Голова Олоферна - страница 9



– Папка, вставай! Что ж это такое! Я тебя так ждал! А ты! Несправедливо…

Сколько это продолжалось, не помню. Чьи-то незнакомые руки оттащили меня, оставив в моей ладони бегунок от «молнии» отцовского спортивного костюма. Помню, кто-то дал мне таблетку и я уснул.

Похоронили отца, как и положено, на третий день. Бабушка не присутствовала на похоронах, ее еще в день смерти увезли с сердечным приступом в больницу. Мама до и после похорон все время лежала на кровати, отвернувшись к стене. Спала и плакала во сне, изредка поднимаясь покормить меня. Только сейчас понимаю, насколько она была молода, совсем девочка. Наливала в тарелку наш с отцом борщ и снова ложилась.

Я сидел по часу над ним, помешивал, рассматривая тот самый лук. Слезы нарастающей обидой подступали к горлу, не давая думать о еде, все капали и капали в борщ. В конце концов я отставлял тарелку в сторону и шел к себе в комнату.

Как рассказал мне спустя годы дядя Витя, отец попал под первую волну сокращения, что, видимо, и явилось одной из причин его скоропостижной смерти…


Сёмушка тем временем укатил настолько далеко, что, не на шутку испугавшись, остановился и заплаканными глазами выискивал меня среди прохожих.

Я заторопился к нему.

– Ну, что ж ты от папки так далеко уехал? —упрекнул его я.

– Пап, а у тебя шарф теплый? – рукавом утирая слезы, спросил Сё-мушка.

– Какой шарф? Сейчас же лето.

– Который мама связала. Синий.

– Конечно, теплый. А что?

– Значит, не заболеешь! – улыбнулся Сёмушка и поехал дальше…

Последний парад

То ли дело мой первый парад. Осенний, ноябрьский, восемьдесят девятого. Один из старослужащих говорил тогда, показушно стряхивая пепел в ладошку, вспоминал свой первый:

– Гимн играешь и сам себе удивляешься – мурашки по коже, слезы на глазах. Гордишься происходящим и своей причастностью к чему-то великому, настоящему…

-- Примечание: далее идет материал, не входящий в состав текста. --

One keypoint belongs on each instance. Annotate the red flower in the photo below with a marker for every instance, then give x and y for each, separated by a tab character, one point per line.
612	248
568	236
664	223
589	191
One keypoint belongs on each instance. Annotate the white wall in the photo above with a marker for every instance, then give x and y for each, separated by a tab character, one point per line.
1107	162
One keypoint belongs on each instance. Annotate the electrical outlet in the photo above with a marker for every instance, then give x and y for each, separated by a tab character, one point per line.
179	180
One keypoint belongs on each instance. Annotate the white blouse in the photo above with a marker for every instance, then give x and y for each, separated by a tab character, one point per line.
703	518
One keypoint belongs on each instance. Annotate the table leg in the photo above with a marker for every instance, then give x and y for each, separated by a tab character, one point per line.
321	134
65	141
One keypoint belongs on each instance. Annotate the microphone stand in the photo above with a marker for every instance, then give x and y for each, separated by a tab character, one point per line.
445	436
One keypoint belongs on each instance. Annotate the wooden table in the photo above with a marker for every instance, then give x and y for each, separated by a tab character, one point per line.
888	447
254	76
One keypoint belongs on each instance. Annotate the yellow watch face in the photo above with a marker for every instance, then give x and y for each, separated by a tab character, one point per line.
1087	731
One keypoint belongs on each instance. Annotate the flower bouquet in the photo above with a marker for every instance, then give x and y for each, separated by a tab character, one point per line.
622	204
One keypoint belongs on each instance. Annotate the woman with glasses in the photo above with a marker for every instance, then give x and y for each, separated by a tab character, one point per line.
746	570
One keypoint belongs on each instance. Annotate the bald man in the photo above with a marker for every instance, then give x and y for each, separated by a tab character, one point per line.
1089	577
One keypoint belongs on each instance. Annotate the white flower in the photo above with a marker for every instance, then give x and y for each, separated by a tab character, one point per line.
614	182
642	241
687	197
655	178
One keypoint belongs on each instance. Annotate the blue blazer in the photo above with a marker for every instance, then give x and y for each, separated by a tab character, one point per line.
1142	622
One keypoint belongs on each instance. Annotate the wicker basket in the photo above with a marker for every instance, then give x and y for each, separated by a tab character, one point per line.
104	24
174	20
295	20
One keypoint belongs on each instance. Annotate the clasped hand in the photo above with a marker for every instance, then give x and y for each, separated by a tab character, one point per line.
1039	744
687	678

Не верил я ему тогда. Да и никто не верил из молодых. Слушали, посмеивались в сигарету. А время подошло – узнали, ощутили кожей. Сердцем поняли, что не все так просто и приземленно. Как ни крути, есть в этом действе что-то мистическое, неподвластное рассудку и воле. Точно есть. Да и как не быть, тысяча человек трубит одно. Но это одно – выстраданное, великое, необходимое, как кровь. Стоим, вытянутые в струну – винтики-шпунтики, но не понятно почему, непередаваемо приятно ощущать себя этим винтиком. Гордыня – через пятки в землю, гордость – свечой в груди. Парадокс, но факт. А тут дождь еще. Брусчатка мокрая, скользкая, зеркально-серебристая. Боязно по ней расхаживать в хромовых сапогах на тонкой гладкой подошве. Опасаешься, как бы не навернуться на глазах у всей страны. Тоскуешь по кирзачам. Тем не менее, шагаешь, чувствуя ступней каждый бугорок, каждую выемку. И знаешь, что помнят эти бугорки и выемки другие сапоги, тех других, которым мы – не чета.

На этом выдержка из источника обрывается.